Affaire du Crédit lyonnais, épisode 403. Mis en examen depuis 2013 pour "escroquerie en bande organisée" dans ce sulfureux dossier, Bernard Tapie l'est de nouveau pour "recel de détournement de fonds publics", comme vient de le décider la justice selon iTÉLÉ. Une décision prise ce matin, mercredi 6 mai, à la suite de l'audition de l'homme d'affaires devant le pôle financier de Paris.
En février, l'affaire du Crédit lyonnais avait connu un nouveau rebondissement. La cour d'appel de Paris avait en effet annulé l'arbitrage controversé qui avait accordé 403 millions d'euros à Bernard Tapie en 2008 après la vente d'Adidas en 1992. Dans son arrêt, elle déclarait "recevable" le recours en révision du CDR, l'organisme chargé de solder l'héritage du Crédit lyonnais, et annonçait reprendre le dossier, jugé lors d'un nouveau procès attendu le 29 septembre prochain.
Des pensées suicidaires et un "simulacre"
Bernard Tapie va-t-il devoir rendre cet argent ? La menace plane. Et ce feuilleton politico-judiciaire continue d'empoisonner sa vie et celle de ses proches. "Évidemment, j'ai pensé au suicide, je vois en train de subir une détresse incroyable, parce que c'est d'un seul coup la fin de ta vie, avait dit le patron de La Provence sur Europe 1 en février. D'un seul coup on te dit : 'Tu as 72 ans, tu as tout réussi, mais on va quand même te foutre dehors, parce que la cour d'appel a décidé ça'. (...) Bien sûr, j'y ai réfléchi. Tous les gens qui sont dans mon cas y réfléchissent. Ce n'est pas exceptionnel."

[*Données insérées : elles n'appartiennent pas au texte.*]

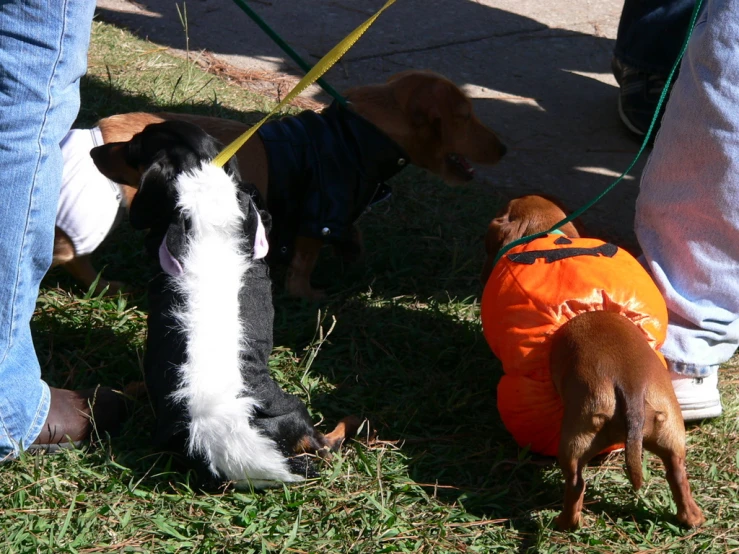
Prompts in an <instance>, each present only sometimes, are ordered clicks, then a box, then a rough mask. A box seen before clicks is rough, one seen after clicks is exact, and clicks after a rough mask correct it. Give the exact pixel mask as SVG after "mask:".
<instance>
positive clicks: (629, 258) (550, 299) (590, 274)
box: [482, 234, 667, 456]
mask: <svg viewBox="0 0 739 554" xmlns="http://www.w3.org/2000/svg"><path fill="white" fill-rule="evenodd" d="M596 310H607V311H612V312H617V313H620V314H622V315H624V316H625V317H627V318H629V319H630V320H631V321H632V322H634V324H635V325H636V326H637V327H639V329H641V330H642V331H643V332H644V334H645V335H646V337H647V340H648V341H649V344H650V346H652V348H654V349H655V350H657V349H658V348H659V347H660V346H661V345H662V343H663V342H664V339H665V333H666V331H667V308H666V306H665V301H664V299H663V298H662V295H661V294H660V292H659V290H658V289H657V287H656V286H655V284H654V282H653V281H652V278H651V277H650V276H649V274H648V273H647V272H646V271H645V270H644V268H642V266H641V264H639V262H638V261H636V259H635V258H634V257H633V256H631V255H630V254H629V253H628V252H626V251H624V250H622V249H620V248H617V247H616V246H614V245H612V244H606V243H604V242H603V241H600V240H597V239H586V238H567V237H565V236H564V235H554V234H549V235H546V236H544V237H541V238H538V239H535V240H532V241H530V242H528V243H526V244H521V245H518V246H516V247H514V248H511V250H509V251H508V252H507V253H506V254H505V255H504V256H503V257H502V258H501V259H500V260H499V261H498V263H497V264H496V265H495V267H494V268H493V272H492V273H491V275H490V278H489V279H488V282H487V285H486V287H485V291H484V293H483V297H482V327H483V332H484V333H485V338H486V339H487V341H488V344H489V345H490V348H491V349H492V350H493V352H494V353H495V355H496V356H497V357H498V359H500V361H501V362H502V364H503V371H504V375H503V377H502V378H501V380H500V383H499V384H498V410H499V412H500V417H501V418H502V420H503V423H504V424H505V426H506V429H508V431H509V432H510V433H511V434H512V435H513V438H514V439H515V440H516V442H517V443H518V444H519V446H527V445H530V447H531V451H532V452H537V453H539V454H544V455H549V456H556V455H557V451H558V449H559V435H560V428H561V426H562V414H563V405H562V400H561V399H560V397H559V394H557V391H556V390H555V388H554V384H553V382H552V380H551V377H550V370H549V352H550V348H551V341H550V340H549V339H550V338H551V336H552V335H553V334H554V332H555V331H556V330H557V329H559V327H560V326H561V325H562V324H564V323H566V322H567V321H569V320H570V319H572V318H573V317H575V316H576V315H578V314H581V313H583V312H588V311H596Z"/></svg>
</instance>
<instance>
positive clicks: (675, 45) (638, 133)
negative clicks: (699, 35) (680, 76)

Rendu par trois personnalités choisies par les parties, cet arbitrage est au coeur d'une enquête pénale dans laquelle six personnes, dont Bernard Tapie, son avocat, Maurice Lantourne, et l'un des juges, Pierre Estoup, étaient mis en examen pour escroquerie en bande organisée. Les juges financiers soupçonnent que la sentence, qui accordait 403 millions d'euros - dont les intérêts, et 45 millions pour le préjudice moral - à Bernard Tapie, a été le fruit d'un "simulacre d'arbitrage" visant à le favoriser. Les supposées relations anciennes et dissimulées entre Bernard Tapie, Maurice Lantourne et Pierre Estoup sont notamment dans le viseur de la justice.
Le rôle de l'État en question
Les juges enquêtent aussi sur le rôle de l'État. Ce dossier sensible était en effet suivi de près par l'Élysée. Bernard Tapie se serait ainsi rendu plusieurs fois au palais présidentiel occupé à l'époque par Nicolas Sarkozy. Alors directeur de cabinet à Bercy, le patron d'Orange, Stéphane Richard, a aussi été mis en examen ainsi que l'actuelle directrice générale du FMI, alors ministre de l'Économie, Christine Lagarde, qui s'est vu reprocher des négligences devant la Cour de justice de la République (CJR). Elle a toutefois affirmé ne pas avoir personnellement suivi le dossier : "J'ai considéré qu'à partir du moment où j'avais pris la décision de ne pas m'opposer à l'arbitrage, il appartenait à M. Richard d'assurer le suivi du dossier." C'est son directeur de cabinet qui a en effet assisté aux réunions décisives concernant l'arbitrage.
Les 403 millions d'euros venaient solder le litige entre Bernard Tapie et la banque sur les opérations de vente d'Adidas en 1993 et 1994, dans lesquelles l'homme d'affaires s'estime lésé. Avant l'arbitrage, la cour d'appel de Paris avait attribué en 2005 à Bernard Tapie et ses liquidateurs 145 millions d'euros de dommages et intérêts. Une décision annulée par la Cour de cassation en 2006.